Très faible engouement pour l’offre publique d’achat sur les actions Maroc Leasing. En effet, l’opération initiée par CDG et BCP, pour récupérer plus de parts dans la société de crédit bail, n’a pas connu le succès escompté.
Ainsi, seulement 336 titres sur les 447.016 que détiennent les actionnaires ont fait l’objet d’achat durant la période de l’opération (entre le 7 et le 11 décembre), soit à peine 0,012% du capital, pour un nombre d’apporteurs qui n’a guère dépassé 25.

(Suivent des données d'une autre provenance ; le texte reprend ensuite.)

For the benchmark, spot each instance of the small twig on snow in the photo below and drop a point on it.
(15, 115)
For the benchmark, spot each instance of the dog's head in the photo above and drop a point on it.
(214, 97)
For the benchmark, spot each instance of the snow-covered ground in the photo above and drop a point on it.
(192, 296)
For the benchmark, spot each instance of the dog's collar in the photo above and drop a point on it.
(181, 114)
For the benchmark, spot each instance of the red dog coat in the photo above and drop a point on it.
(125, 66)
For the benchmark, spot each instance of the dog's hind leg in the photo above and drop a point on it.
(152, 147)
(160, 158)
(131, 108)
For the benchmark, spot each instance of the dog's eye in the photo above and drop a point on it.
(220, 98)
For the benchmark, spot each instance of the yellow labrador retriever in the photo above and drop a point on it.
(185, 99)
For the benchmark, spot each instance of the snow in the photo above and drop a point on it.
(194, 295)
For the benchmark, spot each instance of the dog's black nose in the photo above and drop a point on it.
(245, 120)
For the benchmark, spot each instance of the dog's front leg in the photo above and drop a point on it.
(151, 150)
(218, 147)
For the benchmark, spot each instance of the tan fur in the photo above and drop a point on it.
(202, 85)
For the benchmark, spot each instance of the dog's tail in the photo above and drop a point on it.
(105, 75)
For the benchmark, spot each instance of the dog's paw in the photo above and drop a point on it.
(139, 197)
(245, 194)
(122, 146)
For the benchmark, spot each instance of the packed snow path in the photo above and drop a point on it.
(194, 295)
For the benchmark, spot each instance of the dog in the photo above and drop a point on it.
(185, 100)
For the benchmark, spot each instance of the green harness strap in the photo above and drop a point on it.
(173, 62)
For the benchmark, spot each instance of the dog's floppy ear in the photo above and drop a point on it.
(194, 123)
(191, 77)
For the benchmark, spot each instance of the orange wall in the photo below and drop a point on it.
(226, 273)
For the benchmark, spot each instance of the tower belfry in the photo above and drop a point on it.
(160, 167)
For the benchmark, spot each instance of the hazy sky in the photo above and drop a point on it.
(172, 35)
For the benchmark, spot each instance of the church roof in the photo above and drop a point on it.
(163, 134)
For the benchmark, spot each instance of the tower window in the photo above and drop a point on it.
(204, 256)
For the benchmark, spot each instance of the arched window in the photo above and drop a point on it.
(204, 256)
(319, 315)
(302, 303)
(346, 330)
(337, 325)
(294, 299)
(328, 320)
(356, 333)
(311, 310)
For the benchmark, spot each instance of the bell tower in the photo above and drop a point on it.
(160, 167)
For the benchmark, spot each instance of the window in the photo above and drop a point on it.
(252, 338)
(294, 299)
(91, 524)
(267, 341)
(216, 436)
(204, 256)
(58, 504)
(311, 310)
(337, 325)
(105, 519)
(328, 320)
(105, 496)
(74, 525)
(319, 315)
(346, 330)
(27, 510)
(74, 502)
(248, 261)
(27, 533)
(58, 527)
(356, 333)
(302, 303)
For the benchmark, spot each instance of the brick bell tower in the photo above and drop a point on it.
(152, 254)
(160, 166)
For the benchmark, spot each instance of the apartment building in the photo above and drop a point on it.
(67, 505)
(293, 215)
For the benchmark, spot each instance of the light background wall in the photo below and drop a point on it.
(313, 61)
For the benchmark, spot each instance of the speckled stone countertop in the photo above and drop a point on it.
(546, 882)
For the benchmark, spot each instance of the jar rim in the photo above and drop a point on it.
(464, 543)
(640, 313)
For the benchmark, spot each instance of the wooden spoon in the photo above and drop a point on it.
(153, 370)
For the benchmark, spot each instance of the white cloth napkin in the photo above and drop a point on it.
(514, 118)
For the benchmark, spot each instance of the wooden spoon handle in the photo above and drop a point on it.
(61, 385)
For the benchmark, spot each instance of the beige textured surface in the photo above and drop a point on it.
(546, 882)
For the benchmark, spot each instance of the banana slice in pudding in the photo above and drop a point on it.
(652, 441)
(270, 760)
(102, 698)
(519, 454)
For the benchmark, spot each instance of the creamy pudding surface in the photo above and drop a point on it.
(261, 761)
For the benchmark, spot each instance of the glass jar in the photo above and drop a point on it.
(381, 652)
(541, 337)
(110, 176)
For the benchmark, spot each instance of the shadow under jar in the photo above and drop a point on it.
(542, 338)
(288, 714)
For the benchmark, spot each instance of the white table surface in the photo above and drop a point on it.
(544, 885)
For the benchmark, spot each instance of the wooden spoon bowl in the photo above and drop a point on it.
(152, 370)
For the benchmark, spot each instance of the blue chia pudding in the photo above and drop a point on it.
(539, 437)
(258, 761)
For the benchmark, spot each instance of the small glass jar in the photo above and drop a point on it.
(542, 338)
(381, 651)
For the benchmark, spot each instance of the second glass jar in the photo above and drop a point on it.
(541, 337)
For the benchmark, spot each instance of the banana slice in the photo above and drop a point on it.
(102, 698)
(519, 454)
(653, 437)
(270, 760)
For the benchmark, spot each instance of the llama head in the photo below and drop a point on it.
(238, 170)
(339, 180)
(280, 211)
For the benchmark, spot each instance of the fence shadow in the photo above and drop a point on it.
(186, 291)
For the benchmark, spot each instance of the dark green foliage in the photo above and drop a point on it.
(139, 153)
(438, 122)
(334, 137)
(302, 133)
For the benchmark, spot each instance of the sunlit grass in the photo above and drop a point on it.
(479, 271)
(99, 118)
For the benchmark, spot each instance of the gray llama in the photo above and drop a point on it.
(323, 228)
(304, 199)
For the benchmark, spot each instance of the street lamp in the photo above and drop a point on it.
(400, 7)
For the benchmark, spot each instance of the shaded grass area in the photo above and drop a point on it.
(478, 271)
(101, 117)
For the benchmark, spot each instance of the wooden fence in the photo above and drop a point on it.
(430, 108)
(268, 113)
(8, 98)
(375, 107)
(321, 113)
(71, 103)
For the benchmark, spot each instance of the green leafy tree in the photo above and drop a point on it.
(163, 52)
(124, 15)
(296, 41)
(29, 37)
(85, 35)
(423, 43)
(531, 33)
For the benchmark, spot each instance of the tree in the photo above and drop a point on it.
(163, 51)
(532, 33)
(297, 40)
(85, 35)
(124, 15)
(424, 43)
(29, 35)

Pourtant, c’était un peu plus de 16% du capital de la société de crédit-bail qui était sollicité au préalable par l’opération, pour un montant maximum fixé à 145,28 millions de DH.
Derrière ce très faible engouement, «le prix proposé, jugé par les porteurs comme en dessous du prix réel sur le marché», indique-t-on au sein du marché.
Pourtant, le prix unitaire du titre (325 DH), tel qu’arrêté par les conseillers financiers, découlait d’une approche d’évaluation multicritères.
A ce niveau, plusieurs méthodes avaient été envisagées.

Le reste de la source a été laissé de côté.